For Rose, the most meaningful work often happens with business owners whose livelihoods are tied directly to their companies.

“There’s a local restaurateur who was on the ropes,” he says. “We worked through projections, helped secure financing and relocate one of his restaurants. Now all of his locations are doing really well.”

Those moments, he says, provide the greatest sense of fulfillment.

“When someone’s entire financial universe is wrapped up in their business, helping them through a tough spot really means something,” Rose says.

He traces that mindset back to the pandemic, when CPAs became de facto first responders for small businesses.

“We were helping people navigate lifelines,” he says. “That’s when you realize why you do this.”

Looking ahead

Both Rose and Shears see Chattanooga continuing to grow – and the firm growing with it.

“I think we’ll continue bringing more specialty services into this office over time,” Shears says. “Rather than calling Atlanta, clients will have more resources here.”

Rose agrees.

“Chattanooga is in a good position,” he says. “There’s a lot going on, and hopefully most of it’s good. We want to be positioned to help people take advantage of those opportunities.”

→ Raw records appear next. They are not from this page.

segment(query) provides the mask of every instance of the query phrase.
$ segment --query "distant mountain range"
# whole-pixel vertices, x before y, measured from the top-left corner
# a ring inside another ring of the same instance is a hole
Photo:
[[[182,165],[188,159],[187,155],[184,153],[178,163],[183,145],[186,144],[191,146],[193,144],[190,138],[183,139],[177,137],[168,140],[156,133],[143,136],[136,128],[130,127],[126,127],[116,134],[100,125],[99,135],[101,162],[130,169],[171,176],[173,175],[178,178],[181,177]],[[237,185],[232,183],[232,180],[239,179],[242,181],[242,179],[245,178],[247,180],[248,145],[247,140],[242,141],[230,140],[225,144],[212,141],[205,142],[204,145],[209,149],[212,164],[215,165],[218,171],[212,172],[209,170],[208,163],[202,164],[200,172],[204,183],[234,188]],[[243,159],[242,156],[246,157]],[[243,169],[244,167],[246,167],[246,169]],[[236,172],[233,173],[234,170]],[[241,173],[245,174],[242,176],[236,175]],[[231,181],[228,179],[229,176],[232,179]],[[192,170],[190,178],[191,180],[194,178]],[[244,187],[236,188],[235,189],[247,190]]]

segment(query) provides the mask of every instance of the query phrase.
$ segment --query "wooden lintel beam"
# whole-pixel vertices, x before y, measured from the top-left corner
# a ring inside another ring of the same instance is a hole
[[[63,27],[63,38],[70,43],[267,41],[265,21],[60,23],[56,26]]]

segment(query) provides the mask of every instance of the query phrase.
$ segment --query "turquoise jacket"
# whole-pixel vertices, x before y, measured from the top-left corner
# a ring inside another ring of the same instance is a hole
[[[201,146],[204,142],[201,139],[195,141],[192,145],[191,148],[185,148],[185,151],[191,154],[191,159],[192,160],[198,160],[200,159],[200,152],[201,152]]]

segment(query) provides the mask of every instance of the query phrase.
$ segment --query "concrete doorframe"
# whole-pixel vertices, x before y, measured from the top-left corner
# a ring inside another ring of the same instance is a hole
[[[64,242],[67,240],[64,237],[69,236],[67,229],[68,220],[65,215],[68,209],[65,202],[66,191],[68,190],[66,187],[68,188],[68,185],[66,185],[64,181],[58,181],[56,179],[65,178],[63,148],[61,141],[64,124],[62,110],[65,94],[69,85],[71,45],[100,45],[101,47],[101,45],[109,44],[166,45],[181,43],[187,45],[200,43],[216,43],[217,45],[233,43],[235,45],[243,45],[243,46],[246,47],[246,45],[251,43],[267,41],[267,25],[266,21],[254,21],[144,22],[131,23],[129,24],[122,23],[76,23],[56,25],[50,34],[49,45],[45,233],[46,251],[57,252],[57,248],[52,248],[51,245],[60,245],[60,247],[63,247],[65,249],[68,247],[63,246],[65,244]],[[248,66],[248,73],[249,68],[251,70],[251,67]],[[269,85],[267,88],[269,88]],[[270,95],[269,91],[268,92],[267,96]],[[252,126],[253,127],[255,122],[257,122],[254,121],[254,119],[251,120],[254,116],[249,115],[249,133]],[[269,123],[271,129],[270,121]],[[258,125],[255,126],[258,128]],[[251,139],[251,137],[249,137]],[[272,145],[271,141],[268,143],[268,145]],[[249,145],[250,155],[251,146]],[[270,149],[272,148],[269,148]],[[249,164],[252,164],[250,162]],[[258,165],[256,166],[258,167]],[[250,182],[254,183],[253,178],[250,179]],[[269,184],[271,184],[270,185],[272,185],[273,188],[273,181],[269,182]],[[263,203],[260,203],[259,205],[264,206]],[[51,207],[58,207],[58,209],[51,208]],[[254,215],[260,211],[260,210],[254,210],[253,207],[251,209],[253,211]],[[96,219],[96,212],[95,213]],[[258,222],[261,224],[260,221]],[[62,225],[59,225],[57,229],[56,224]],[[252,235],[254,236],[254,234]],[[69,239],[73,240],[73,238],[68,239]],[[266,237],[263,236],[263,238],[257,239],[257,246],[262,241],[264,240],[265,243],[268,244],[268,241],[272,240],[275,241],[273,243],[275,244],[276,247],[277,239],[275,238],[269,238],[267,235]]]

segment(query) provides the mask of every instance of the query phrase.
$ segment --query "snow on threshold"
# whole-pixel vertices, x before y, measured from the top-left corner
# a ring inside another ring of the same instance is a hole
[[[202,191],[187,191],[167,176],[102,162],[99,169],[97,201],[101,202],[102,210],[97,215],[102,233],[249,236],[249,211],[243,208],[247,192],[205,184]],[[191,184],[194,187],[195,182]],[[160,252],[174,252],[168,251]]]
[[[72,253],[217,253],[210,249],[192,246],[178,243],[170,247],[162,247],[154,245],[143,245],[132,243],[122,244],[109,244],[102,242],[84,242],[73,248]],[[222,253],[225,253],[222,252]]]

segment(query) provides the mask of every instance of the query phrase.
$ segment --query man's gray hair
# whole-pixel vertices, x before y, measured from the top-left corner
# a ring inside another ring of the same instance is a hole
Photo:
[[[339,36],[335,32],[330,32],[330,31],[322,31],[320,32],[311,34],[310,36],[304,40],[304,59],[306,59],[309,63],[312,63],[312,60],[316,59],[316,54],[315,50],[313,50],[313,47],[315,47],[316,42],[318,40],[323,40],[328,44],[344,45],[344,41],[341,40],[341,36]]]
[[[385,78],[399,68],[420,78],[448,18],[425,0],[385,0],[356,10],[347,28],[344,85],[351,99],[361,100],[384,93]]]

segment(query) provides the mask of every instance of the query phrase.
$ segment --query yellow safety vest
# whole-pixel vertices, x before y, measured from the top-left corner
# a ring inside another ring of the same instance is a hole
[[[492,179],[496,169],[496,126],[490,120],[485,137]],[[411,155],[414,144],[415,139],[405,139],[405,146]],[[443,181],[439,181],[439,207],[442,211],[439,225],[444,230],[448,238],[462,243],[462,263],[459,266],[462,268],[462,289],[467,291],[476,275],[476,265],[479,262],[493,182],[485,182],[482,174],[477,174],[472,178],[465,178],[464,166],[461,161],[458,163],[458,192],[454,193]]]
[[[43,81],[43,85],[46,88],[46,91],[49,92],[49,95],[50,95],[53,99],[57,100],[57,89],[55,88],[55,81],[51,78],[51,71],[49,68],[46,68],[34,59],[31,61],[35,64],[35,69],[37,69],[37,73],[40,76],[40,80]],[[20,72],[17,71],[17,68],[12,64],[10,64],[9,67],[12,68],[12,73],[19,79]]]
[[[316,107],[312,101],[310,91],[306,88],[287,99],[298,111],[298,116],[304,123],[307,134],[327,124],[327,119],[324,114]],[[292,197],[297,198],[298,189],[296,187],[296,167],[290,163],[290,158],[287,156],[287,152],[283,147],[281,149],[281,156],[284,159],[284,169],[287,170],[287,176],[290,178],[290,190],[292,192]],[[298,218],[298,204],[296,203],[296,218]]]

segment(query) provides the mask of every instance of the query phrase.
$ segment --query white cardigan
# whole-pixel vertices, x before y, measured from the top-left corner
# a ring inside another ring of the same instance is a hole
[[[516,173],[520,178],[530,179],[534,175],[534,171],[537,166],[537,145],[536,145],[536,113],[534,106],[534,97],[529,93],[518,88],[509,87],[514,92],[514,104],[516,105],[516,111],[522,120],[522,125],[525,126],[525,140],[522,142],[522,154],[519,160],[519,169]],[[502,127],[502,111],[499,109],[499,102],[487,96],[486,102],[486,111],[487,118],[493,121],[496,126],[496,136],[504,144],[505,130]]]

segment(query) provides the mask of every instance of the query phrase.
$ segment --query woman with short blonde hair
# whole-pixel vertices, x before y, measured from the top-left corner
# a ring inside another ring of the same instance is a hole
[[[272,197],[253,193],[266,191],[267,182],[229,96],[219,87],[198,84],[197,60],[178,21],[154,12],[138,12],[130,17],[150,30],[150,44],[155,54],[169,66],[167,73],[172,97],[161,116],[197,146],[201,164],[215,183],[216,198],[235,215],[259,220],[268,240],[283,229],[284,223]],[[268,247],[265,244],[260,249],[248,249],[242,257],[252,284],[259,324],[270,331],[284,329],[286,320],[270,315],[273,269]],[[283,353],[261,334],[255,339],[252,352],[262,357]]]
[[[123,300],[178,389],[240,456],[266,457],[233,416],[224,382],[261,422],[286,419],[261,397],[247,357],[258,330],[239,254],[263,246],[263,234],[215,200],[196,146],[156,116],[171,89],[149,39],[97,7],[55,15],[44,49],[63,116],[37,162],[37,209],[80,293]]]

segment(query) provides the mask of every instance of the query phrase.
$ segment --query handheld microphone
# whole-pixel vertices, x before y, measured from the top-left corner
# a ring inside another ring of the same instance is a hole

For Rose, the journey feels like a circle coming to a close.

“When I graduated high school, I thought I was leaving and not coming back,” he says. “A lot of people did. Now a lot of us are coming back. Chattanooga has changed a lot.”

From a shared office in the Loveman’s Building to a downtown hub serving clients across markets, Smith + Howard’s Chattanooga office reflects that change – and how a firm built locally has learned to operate at a much larger scale.